When you don’t get what you want, you tend to look for someone to blame. That someone is usually Ticketmaster. The company, which merged with concert promoters Live Nation in 2010 to form Live Nation Entertainment, sells about 70% of all concert tickets worldwide, and an even greater proportion of the arena and stadium market. In 2024, Live Nation generated a record $23.2bn (£17.5bn) in revenue, with Ticketmaster selling 637m tickets. Rivals such as See Tickets (owned by Germany’s CTS Eventim) and AXS (the ticketing arm of promoters AEG Presents) aren’t exactly minnows but Ticketmaster has become a synonym for ticketing: a lightning rod and a punchbag.
In the US, Ticketmaster’s current problems stem from a cardinal error: getting on the wrong side of Swifties. In November 2022, the company failed to stagger the presale for Taylor Swift’s Eras tour, listing all 2m tickets simultaneously. The colossal demand overwhelmed the servers, causing myriad problems. Swift expressed her disappointment. Ticketmaster grovelled. Last May, the US justice department (DOJ) filed an antitrust suit, now backed by 39 states, which alleges that Live Nation and Ticketmaster use their “power and influence … to freeze innovation and bend the industry to their own benefit”.
This monopoly is one of the best examples of our government being broken by lobbying. This problem is a least 30 years old and nothing has changed in all that time.
Absolutely. Between Ticketmaster and LiveNation, almost every performing venue in the United States is completely dominated.
We desperately, desperately need legitimate anti-trust actions in the United States; we need something that will reintroduce some actual competition into the market.
The first failure of the federal government that led to this path was in the 1990s and the Microsoft Antitrust Trials. That was the point at which there really could have been another way–but the billionaires, at that point, had all the inroads to government that the Reagan Administration made possible.

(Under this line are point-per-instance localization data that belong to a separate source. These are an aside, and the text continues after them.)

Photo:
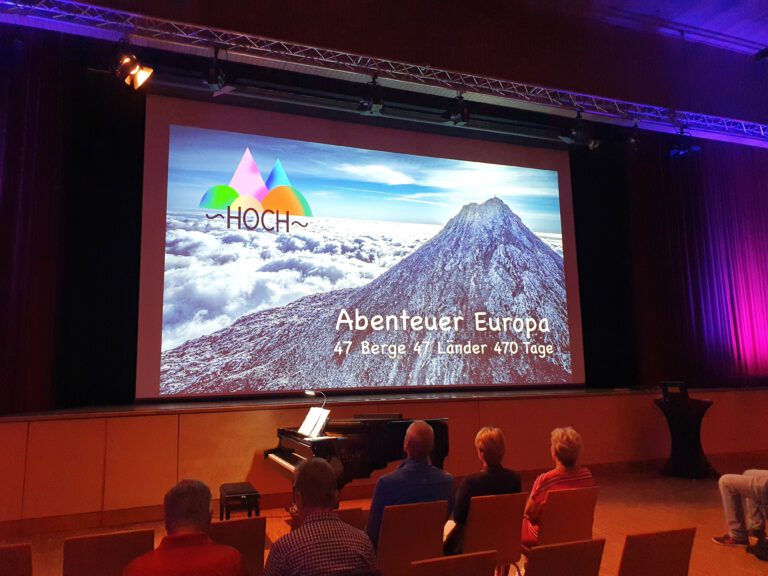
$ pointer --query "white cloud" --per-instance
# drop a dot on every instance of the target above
(377, 173)
(215, 275)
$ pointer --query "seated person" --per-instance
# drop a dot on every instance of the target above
(187, 550)
(565, 448)
(322, 545)
(745, 503)
(415, 480)
(493, 478)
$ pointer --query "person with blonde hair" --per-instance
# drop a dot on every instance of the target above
(492, 478)
(565, 448)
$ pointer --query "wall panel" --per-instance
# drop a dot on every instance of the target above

Because Microsoft could buy politicians, the vast majority of people on the planet have never used any operating system other than Windows, and the Microsoft company gets billions upon billions of dollars from state/federal/municipal contracts.
Google and Apple, then, just followed the path that Microsoft bought and paved through government regulations. And that made it easy for other billion dollar companies like Ticketmaster and LiveNation to do the same thing in other realms–simply buy the laws, buy the politicians, buy the system that’s supposed to regulate them, and then use that system to remove all competition.
Most notably, actual competition – a supposedly great boon of capitalism that drives up value for the customer – nowhere to be found in that formula. This is the exact same path i believe we watch every successful product or service eventually take.
Concerts are the biggest way artists make money these days too. Support your local bands people.
Oh but it has. Things have been getting progressively worse.